Selasa, 13 Desember 2011

KORBAN RAWAGEDE

GANTI RUGI KORBAN RAWAGEDE SANGAT TERLAMBAT

London, 13/12 (ANTARA) ? Sejarahwan Belanda Jean van de Kok mengakui bahwa ganti rugi yang diberikan Pemerintah Belanda untuk korban peristiwa pembantaian Rawagede oleh tentara Belanda 64 tahun lalu sudah sangat terlambat.

?Ganti rugi diberikan 64 tahun setelah kejadian, tentu saja sangat terlambat,? ujar dosen dan peneliti universitas Groningen dan Leiden di Belanda kepada Koresponden ANTARA London sehubungan dengan pengasilan Denhaag memvonis pemerintah Belanda untuk memberi ganti rugi untuk para korban Rawagede, Selasa.

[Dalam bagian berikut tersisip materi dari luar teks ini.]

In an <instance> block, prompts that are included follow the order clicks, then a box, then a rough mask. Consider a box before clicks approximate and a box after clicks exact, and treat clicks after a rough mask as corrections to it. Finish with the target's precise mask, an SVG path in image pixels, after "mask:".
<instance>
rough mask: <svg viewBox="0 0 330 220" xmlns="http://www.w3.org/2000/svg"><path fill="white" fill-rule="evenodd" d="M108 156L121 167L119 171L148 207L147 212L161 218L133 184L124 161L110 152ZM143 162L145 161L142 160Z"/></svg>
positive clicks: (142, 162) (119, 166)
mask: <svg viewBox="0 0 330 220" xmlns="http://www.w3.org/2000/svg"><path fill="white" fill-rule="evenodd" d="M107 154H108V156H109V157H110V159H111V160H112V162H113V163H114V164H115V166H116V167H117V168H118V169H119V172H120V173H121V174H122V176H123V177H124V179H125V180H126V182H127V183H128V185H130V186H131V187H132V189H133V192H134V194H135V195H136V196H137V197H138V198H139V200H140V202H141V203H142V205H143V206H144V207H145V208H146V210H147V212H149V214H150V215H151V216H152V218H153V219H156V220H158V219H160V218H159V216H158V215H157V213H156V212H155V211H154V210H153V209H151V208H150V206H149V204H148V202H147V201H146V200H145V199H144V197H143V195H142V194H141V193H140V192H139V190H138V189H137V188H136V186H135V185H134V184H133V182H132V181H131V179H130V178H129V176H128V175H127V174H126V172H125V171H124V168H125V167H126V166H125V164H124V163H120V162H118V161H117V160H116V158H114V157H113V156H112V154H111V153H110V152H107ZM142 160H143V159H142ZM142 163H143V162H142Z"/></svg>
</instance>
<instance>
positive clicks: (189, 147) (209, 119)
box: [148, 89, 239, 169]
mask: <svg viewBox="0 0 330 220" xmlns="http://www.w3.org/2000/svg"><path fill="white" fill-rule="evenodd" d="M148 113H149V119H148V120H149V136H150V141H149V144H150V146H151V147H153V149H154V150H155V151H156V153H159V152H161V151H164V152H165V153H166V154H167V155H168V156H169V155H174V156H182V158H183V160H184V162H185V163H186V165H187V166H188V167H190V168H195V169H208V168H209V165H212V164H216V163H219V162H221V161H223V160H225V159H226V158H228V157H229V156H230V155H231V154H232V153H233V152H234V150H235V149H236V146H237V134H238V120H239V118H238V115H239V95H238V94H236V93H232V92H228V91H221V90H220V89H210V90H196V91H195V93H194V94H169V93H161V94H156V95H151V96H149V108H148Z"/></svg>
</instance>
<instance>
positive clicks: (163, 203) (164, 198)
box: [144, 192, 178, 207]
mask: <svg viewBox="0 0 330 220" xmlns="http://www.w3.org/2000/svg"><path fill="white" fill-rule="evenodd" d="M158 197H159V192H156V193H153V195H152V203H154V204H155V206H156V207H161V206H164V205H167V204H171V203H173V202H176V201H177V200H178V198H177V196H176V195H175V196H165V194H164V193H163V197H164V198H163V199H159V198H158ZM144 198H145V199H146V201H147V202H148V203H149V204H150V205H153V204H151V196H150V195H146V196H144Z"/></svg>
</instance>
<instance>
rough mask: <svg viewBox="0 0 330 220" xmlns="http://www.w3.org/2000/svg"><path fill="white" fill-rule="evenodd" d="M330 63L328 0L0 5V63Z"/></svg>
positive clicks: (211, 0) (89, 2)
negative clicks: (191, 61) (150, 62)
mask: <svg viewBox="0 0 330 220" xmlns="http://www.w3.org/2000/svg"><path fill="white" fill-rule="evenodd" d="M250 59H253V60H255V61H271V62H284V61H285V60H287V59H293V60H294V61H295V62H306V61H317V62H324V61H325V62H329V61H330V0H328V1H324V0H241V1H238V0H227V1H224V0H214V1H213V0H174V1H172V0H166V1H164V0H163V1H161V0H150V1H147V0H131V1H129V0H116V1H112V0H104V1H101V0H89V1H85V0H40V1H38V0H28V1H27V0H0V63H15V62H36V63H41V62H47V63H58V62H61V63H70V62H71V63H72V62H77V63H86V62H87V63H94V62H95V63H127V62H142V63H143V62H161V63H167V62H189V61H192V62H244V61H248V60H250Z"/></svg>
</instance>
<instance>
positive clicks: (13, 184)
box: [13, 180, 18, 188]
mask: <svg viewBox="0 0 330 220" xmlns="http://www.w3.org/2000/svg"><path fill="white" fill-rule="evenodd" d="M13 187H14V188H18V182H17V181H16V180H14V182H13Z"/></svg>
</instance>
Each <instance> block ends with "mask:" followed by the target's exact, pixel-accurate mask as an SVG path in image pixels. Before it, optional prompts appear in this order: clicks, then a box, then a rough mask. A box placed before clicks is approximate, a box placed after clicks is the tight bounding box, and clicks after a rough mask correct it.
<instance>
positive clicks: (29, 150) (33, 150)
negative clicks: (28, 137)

Pertengahan September lalu, pengadilan Den Haag memvonis negara Belanda bertanggungjawab atas kerugian yang diderita oleh keluarga korban pembantaian di Rawagede. Untuk itu negara harus membayar ganti rugi kepada tujuh janda korban.


Pemerintah Belanda pun secara resmi meminta maaf atas aksi militernya pada tahun 1947 yang menyebabkan jatuhnya korban sipil di Desa Balongsari, Kecamatan Rawagede, Karawang, Jawa Barat.


Duta Besar Belanda untuk Indonesia Tjeerd de Zwaan saat mengikuti acara peringatan 64 tahun Tragedi Pembantaian Rawagede di Desa Balongsari menyampaikan permintaan maaf Pemerintah Belanda atas tragedi tersebut.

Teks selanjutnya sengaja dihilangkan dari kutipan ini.